Amos made the call during a press briefing in Port Harcourt at the weekend.
He emphasised that strategic media partnership remains critical to improving visibility for businesses and attracting investment opportunities.
According to him, the media occupies a central position in shaping public perception and creating awareness that can support enterprise development and economic sustainability.
He also noted that, many emerging businesses continue to face growth limitations due to insufficient publicity and inadequate access to effective communication channels.
“Stronger engagement with the media would help bridge information gaps and create better connections between businesses and potential customers”, he said.
The CEO further stated that responsible and developmental journalism could play a significant role in promoting innovation and encouraging healthy competition within the business environment.

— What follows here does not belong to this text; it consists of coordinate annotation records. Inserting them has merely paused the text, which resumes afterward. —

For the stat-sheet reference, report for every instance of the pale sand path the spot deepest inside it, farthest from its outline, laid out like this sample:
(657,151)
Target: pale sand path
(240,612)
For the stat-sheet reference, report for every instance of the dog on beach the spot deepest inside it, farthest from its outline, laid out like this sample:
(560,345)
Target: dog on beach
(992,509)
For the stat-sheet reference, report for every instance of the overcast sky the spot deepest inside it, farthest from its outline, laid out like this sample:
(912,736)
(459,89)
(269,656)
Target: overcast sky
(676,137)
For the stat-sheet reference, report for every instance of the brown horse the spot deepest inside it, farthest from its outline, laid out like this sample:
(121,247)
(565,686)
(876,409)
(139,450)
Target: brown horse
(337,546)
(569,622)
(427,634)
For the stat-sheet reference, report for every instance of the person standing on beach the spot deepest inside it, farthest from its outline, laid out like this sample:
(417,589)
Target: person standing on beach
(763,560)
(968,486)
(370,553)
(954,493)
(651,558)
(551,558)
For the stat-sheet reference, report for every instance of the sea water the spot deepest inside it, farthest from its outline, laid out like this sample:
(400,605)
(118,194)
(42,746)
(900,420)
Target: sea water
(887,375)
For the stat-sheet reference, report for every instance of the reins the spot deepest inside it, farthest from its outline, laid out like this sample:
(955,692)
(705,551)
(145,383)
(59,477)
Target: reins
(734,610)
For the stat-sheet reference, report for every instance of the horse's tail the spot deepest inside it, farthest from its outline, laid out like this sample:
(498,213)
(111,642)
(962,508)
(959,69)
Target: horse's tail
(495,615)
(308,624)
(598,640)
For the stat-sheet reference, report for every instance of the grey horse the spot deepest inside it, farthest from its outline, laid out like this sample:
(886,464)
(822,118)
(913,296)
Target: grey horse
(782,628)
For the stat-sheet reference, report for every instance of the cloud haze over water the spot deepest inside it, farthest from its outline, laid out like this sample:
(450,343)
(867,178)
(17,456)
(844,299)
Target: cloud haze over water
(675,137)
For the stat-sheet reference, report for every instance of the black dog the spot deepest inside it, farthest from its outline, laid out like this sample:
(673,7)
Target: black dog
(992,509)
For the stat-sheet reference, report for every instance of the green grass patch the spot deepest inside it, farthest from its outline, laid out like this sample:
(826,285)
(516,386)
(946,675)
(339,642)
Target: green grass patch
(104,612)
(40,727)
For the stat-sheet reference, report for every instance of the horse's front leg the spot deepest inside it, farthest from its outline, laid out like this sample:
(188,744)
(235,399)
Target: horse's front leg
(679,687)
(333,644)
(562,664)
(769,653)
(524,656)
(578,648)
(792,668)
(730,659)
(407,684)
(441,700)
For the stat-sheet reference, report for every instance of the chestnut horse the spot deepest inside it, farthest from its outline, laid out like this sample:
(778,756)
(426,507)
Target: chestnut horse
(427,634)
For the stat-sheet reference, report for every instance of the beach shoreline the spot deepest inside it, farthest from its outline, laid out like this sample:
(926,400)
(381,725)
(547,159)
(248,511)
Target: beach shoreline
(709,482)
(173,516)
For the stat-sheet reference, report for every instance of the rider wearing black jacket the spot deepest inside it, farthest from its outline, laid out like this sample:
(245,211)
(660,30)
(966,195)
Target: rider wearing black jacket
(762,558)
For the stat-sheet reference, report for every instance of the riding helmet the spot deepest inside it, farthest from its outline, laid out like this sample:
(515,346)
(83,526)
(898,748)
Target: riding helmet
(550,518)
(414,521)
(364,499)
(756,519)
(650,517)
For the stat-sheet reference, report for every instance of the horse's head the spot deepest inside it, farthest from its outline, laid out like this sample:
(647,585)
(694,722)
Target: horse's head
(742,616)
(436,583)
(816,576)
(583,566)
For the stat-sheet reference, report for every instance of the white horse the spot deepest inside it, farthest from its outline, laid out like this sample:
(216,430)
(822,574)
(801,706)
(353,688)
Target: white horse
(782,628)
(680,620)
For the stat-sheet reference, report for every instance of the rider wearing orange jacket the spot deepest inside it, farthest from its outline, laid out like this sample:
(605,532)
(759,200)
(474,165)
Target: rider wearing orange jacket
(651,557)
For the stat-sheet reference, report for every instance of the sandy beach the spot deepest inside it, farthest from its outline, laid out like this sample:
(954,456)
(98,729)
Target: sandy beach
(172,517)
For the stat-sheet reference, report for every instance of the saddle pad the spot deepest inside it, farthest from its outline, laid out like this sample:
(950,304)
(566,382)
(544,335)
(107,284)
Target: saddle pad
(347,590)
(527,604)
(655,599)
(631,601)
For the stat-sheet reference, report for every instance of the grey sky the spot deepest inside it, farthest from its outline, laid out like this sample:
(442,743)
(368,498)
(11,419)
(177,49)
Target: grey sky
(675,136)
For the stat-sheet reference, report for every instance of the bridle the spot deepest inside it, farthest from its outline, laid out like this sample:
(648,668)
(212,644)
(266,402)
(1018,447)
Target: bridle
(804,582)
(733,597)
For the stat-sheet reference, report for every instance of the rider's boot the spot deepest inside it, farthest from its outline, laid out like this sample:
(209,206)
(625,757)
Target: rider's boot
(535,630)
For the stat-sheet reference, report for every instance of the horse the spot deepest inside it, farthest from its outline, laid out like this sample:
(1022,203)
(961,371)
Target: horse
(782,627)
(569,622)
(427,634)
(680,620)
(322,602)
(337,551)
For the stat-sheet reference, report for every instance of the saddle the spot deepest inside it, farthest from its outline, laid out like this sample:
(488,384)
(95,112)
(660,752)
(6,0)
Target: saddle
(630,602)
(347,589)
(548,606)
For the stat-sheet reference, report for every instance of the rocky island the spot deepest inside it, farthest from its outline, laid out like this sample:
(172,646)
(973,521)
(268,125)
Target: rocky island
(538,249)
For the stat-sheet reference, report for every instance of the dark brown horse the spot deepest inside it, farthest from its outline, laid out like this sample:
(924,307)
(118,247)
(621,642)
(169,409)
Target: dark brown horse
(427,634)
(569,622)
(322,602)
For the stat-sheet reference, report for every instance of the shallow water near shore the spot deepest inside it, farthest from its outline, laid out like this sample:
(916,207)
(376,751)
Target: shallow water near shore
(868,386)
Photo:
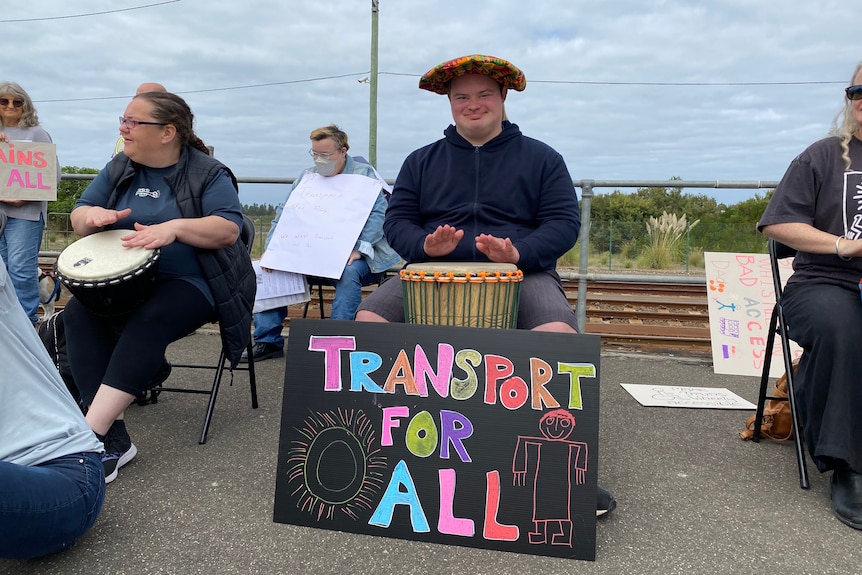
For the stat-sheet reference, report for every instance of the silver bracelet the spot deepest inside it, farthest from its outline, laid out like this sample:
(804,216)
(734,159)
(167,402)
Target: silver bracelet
(838,239)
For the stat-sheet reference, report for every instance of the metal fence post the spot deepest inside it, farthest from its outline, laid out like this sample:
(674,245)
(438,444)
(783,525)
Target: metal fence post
(583,264)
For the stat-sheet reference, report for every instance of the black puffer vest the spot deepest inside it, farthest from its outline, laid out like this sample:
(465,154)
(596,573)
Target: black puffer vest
(228,271)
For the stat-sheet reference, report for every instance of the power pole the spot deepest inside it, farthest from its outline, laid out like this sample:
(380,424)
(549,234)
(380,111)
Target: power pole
(372,113)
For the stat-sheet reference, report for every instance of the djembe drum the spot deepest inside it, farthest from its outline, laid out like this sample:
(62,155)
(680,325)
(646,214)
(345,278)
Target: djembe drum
(469,294)
(106,277)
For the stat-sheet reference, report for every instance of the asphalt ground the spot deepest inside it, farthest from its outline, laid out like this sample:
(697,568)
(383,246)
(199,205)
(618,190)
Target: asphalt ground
(693,498)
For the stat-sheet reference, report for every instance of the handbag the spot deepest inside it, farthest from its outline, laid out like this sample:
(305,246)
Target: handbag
(777,421)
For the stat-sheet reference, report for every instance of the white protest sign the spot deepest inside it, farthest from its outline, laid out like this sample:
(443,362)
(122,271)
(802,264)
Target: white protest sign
(320,224)
(678,396)
(28,171)
(276,288)
(740,301)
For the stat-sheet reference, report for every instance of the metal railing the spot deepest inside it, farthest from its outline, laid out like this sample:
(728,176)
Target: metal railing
(587,188)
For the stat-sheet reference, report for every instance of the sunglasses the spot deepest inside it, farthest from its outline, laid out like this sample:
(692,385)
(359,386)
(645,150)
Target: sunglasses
(854,92)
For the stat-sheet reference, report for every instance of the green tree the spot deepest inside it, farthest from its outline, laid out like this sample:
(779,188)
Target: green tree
(68,191)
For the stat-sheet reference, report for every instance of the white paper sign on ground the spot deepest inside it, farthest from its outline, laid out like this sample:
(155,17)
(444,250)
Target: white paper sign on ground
(740,298)
(278,288)
(320,223)
(28,171)
(677,396)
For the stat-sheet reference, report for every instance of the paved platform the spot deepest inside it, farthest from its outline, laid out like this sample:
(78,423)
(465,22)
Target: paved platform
(693,498)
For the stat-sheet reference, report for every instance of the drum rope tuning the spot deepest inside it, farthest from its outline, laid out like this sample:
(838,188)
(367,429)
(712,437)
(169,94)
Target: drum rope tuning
(109,279)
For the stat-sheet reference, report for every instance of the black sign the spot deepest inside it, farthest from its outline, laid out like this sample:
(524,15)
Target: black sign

He stressed that beyond informing the public, the media serves as a platform for influencing policies and encouraging stakeholder participation in economic development.
Amos further disclosed the group is committed to building relationships with media organisations through continuous engagement and collaborative initiatives.
He said such partnerships would create opportunities for entrepreneurs and support efforts aimed at expanding market access.
The business leader also urged media practitioners to sustain professionalism and continue highlighting stories that promote enterprise and national development.
He expressed confidence that improved synergy between the media and the business community would contribute to employment generation and economic resilience.
Some participants at the briefing described the initiative as a welcome development capable of strengthening public understanding of business opportunities.
There were also calls for sustained cooperation among stakeholders to drive inclusive business growth and long-term development.